The music box. Grace struggled out of her mother’s arms and ran to the dresser, opening it she dug through her sock drawer and pulled from the depths of it, a pair of dark purple earrings. She ran back to Ellen and pushed the earrings into her hands.

“I took them….” Grace said quietly. “And now I want to give them back.” Grace tucked the earrings into her mother’s hands for safety and went to pick the music box up. She twisted it and could hear the faint sound coming from the box. She went back over to her mother for the second time and reached up into her arms, Ellen picked her up, and they made their way out of the room. Grace hobbled down the stairs and noticed all the debris of the wake.

“Did you have a party?” She asked, staring at the paper napkins and plastic cups. She watched her mother hesitate with the answer.

“Yes,” she said finally. “For you. Everybody came.” Ellen held her daughter closer for the last time, kissing the crown of her head.

“I love you Mommy.” Grace whispered.

“I love you too, Grace.
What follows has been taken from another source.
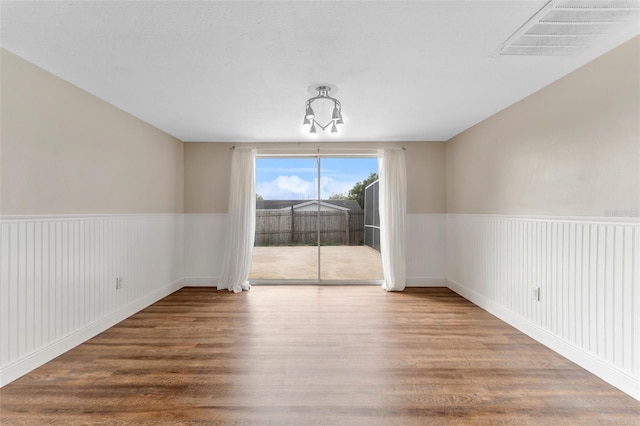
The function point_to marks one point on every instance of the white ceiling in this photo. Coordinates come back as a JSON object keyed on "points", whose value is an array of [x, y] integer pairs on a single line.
{"points": [[240, 71]]}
I love you so much.” She whispered, and Grace felt the last few minutes of her hour waning.

“No,” she whispered. “No, I don’t want to go. I love you Mommy.” She said loudly, clutching at her mother’s nightgown.
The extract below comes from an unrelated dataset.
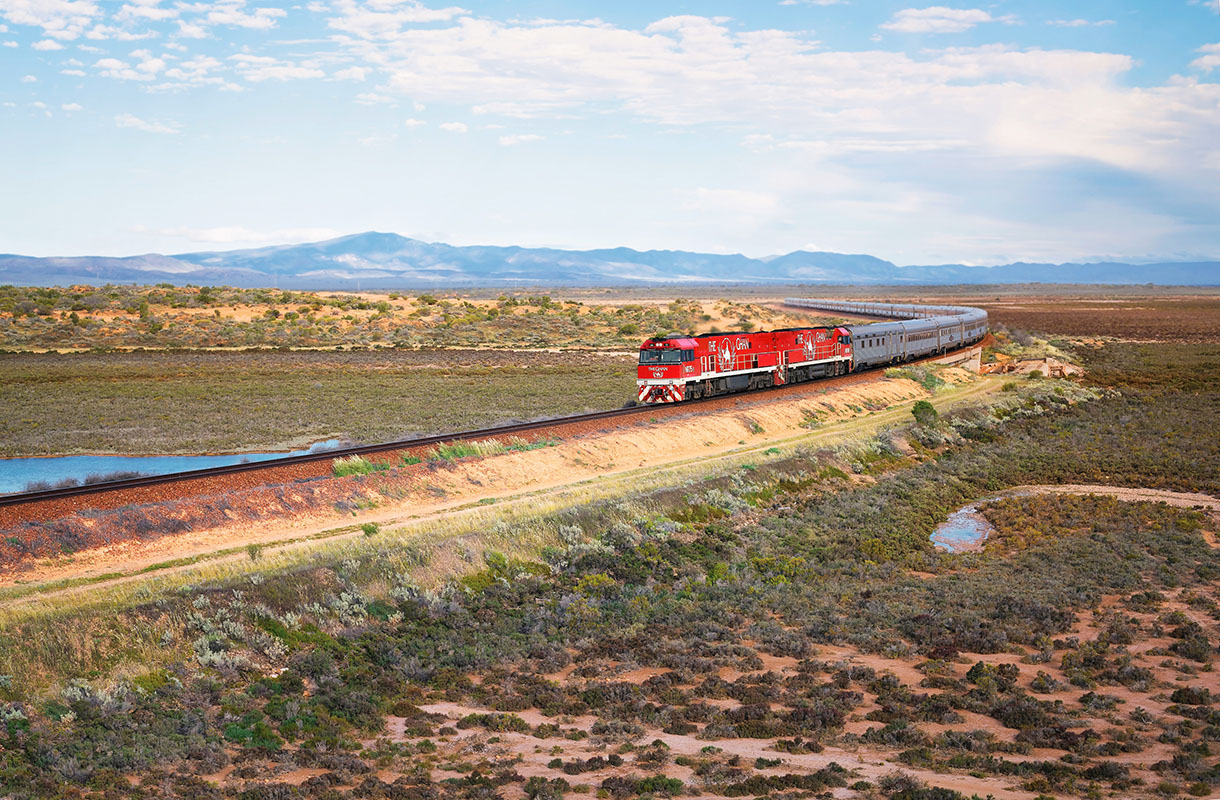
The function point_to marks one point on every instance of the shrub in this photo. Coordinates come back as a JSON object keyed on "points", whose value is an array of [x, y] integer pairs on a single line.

“Grace,” Ellen stared as Grace felt her own body disappearing, becoming transparent.

“Bye Mommy.” Grace waved and tried to smile. She tried to be brave, like her mother was whenever Grace went off to the first day of school. She tried to be strong like her father, when he came home after a long day of work to find her coloring out of the lines on the carpet. She tried to be happy, but all the same, Grace could feel the darkness pulling at her.

She pulled at her hair, she pulled at her dress, and she pulled at everything, trying to stay there, in her living room. But she felt the here and now being ripped from under her and it was time to leave.

“Tell Daddy,” Grace said loudly. “Tell Daddy that I love him, and that he doesn’t have to build the tree house, and he doesn’t have to go to work, and…you don’t have to go to school anymore. And you don’t have to buy the cereal I like. And you don’t have to go to the pool when it’s too cold…” Grace said trying to get all her thoughts out. But she was gone. Back to heaven, all its bright lights, the clouds and whispers of people trying to guess who she was.

What she didn’t know, was that Ellen would still buy the Lucky Charms cereal, and she would send in the box-tops for Grace’s school. What Grace didn’t know was that her father would spend the next summer building a tree house that he would sit in everyday and eat lunch. What Grace didn’t get to see was that Ellen quit teaching at MECA and started volunteering her time at Mercy Hospital, where she got to know all of the nurses, even the ones that hadn’t taken care of Grace over the years; she even sent donations in, from Grace’s college fund, for research in medicine. Something that Grace never got to see was how every year when it was her birthday Ellen would make a small cake and light a candle, and wait until all the wax would burn down and the light would die out. Then she would cut the cake into little pieces and stick them in the refrigerator. She would eat them one piece at a time, and only sparingly, but eventually she would open the fridge and the cake would be gone. During every Christmas, Ellen bought Grace one small gift and she hung up her stocking.

So that every year, she wouldn’t forget, and she could still remember how everything had been before. That way it would never be a prologue or an epilogue, it would always be now.